MOOCs are simply an early stage of on-line education. Poor quality MOOCs involve videoed ‘chalk and talk’. Higher quality MOOCs are based around short videos that use a variety of approaches to communicate with students. One example, by Kevin Werbach from the University of Pennsylvania is discussed here.

But as Professor Werbach notes:

“The biggest thing I learned is that MOOC students want to feel like they are interacting with a real person”.

This is a problem for MOOCs. How do you have a ‘massive’ course but maintain interaction between the teacher and the students and, more importantly, between the students themselves? While MOOCs can deliver excellent on-line material that can replace lectures, they cannot easily create the environment where students can interact and learn from each other.

One potential future for MOOCs and other on-line material is as an input to an inverted classroom. Courses will be redesigned so that students do the preparatory work (on-line) before class, are tested (on-line) before class then come onto campus for interactive learning such as moderated question-and-answer session and facilitated problem solving and debates. If used in this way, on-line materials will revolutionise university education and improve student learning.

Is this possible? Yes! I am beginning the process of ‘inverting’ my large first year microeconomics course and I am not the first by a long way.

However, on-line materials may also be used as a substitute for on-campus learning.
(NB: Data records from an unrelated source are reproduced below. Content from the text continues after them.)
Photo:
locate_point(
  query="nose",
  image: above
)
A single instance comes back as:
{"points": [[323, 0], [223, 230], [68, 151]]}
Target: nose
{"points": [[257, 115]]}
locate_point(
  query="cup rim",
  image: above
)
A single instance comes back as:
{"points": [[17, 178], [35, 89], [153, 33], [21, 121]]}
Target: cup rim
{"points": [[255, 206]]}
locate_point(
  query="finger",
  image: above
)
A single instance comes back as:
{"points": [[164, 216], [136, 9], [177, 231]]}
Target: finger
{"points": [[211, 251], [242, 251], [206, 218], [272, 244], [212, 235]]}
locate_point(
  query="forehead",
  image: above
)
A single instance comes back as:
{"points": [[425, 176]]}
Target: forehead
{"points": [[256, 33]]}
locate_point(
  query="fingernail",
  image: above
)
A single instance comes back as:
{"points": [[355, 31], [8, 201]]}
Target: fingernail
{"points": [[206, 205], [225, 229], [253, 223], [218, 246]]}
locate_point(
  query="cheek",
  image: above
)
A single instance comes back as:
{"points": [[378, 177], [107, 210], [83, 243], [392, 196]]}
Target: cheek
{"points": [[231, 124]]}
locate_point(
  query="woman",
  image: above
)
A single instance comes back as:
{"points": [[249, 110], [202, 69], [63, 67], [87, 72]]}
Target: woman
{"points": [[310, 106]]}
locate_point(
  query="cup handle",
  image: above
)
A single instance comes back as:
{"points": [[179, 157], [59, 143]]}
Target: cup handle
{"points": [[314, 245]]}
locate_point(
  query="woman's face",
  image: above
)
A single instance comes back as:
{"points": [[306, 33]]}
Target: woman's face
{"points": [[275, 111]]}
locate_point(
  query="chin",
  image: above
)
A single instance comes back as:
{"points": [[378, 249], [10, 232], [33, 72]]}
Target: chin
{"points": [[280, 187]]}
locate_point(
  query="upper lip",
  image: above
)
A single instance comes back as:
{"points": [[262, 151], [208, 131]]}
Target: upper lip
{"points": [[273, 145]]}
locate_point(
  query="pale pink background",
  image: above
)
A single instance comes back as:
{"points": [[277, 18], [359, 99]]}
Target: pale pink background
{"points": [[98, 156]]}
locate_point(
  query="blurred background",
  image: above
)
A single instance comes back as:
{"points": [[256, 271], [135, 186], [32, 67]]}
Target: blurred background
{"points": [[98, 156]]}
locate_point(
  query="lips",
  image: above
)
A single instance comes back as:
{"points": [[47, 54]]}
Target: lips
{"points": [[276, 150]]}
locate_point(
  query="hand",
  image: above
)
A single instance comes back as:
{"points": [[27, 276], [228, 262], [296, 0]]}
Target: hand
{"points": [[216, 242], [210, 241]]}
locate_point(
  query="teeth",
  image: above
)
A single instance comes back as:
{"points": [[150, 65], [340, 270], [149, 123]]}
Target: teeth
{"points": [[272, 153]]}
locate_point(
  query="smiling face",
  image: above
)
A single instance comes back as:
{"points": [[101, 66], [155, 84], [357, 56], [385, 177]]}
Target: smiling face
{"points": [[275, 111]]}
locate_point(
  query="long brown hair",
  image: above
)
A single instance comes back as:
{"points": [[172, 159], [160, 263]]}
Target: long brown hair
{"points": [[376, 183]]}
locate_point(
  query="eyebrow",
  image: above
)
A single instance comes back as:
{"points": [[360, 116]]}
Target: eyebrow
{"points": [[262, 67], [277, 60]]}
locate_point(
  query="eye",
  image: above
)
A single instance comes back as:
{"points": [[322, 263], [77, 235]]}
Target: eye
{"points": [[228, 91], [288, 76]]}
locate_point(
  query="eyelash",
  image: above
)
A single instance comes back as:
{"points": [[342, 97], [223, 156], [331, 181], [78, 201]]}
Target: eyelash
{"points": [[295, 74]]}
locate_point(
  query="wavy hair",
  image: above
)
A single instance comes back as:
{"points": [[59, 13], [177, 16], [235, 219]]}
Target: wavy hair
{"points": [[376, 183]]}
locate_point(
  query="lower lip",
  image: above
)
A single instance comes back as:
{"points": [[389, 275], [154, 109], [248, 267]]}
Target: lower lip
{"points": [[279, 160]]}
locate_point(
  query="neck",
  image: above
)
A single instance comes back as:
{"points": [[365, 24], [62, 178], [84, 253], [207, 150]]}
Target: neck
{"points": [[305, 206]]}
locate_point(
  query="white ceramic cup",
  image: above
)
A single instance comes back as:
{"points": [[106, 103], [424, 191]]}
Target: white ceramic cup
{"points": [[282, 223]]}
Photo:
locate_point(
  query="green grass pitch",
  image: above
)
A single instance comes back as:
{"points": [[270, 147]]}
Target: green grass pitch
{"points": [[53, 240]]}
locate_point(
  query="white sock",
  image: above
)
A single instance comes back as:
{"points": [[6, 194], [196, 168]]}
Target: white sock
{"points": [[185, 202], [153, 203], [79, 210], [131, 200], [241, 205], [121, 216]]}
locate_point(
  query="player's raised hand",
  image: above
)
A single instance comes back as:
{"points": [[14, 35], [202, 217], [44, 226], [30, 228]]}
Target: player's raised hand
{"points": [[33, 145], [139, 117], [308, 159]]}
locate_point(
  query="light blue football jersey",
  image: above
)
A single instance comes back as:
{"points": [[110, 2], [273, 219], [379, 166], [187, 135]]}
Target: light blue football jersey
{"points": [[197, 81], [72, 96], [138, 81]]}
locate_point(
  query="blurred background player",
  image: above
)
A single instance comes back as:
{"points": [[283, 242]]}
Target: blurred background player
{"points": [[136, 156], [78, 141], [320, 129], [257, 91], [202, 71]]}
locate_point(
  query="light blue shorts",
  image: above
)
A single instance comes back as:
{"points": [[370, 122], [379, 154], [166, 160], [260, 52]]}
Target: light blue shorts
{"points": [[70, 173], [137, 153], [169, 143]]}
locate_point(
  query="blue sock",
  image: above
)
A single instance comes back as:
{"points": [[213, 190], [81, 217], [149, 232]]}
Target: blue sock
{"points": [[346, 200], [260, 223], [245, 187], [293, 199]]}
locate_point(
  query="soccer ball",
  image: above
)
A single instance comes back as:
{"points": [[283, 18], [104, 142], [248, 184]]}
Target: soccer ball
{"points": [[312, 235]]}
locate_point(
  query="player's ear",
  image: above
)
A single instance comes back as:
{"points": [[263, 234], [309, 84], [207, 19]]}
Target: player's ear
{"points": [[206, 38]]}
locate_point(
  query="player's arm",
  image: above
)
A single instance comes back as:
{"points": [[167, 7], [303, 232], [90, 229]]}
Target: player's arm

Rather than enhancing the classroom, on-line materials may be used to replace lectures, reduce student contact hours and push the professors out.

This risk is real. Universities are businesses, whether we like it or not. University administrators have budgets to meet and the demands on scarce university funding always exceeds the size of that funding. Administrators may see an opportunity to reduce the funding for teaching (along with academic headcount) by using on-line material as a replacement for student face time.

This risk is greater in an ‘undifferentiated’ university sector like Australia.

In the United States, some universities compete on teaching excellence. It is not surprising that the elite liberal arts Amherst College decided not to follow the MOOC route. Its reputation depends on its teaching. In the competitive US higher education market, Amherst competes by the quality of its teaching and its on-campus experience. When you depend on quality teaching for your student income, on-line materials will be a complement, not a substitute for on-campus interaction.

So in the US, liberal arts colleges will have an incentive to use on-line material to improve teaching. And, hopefully, they will drag other universities in their wake.

In contrast, Australian universities generally do not compete on teaching quality. Student demand depends on history and research reputation. When student demand is, at best, loosely connected to teaching quality, the incentives to use on-line materials as a substitute to save money will be tempting for university administrators.

So Australian tertiary education is fast approaching a tipping point. Will on-line material be used to complement and improve the on-campus experience? Or will it be used as a money-saving substitute that downgrades student learning and reduces academic employment?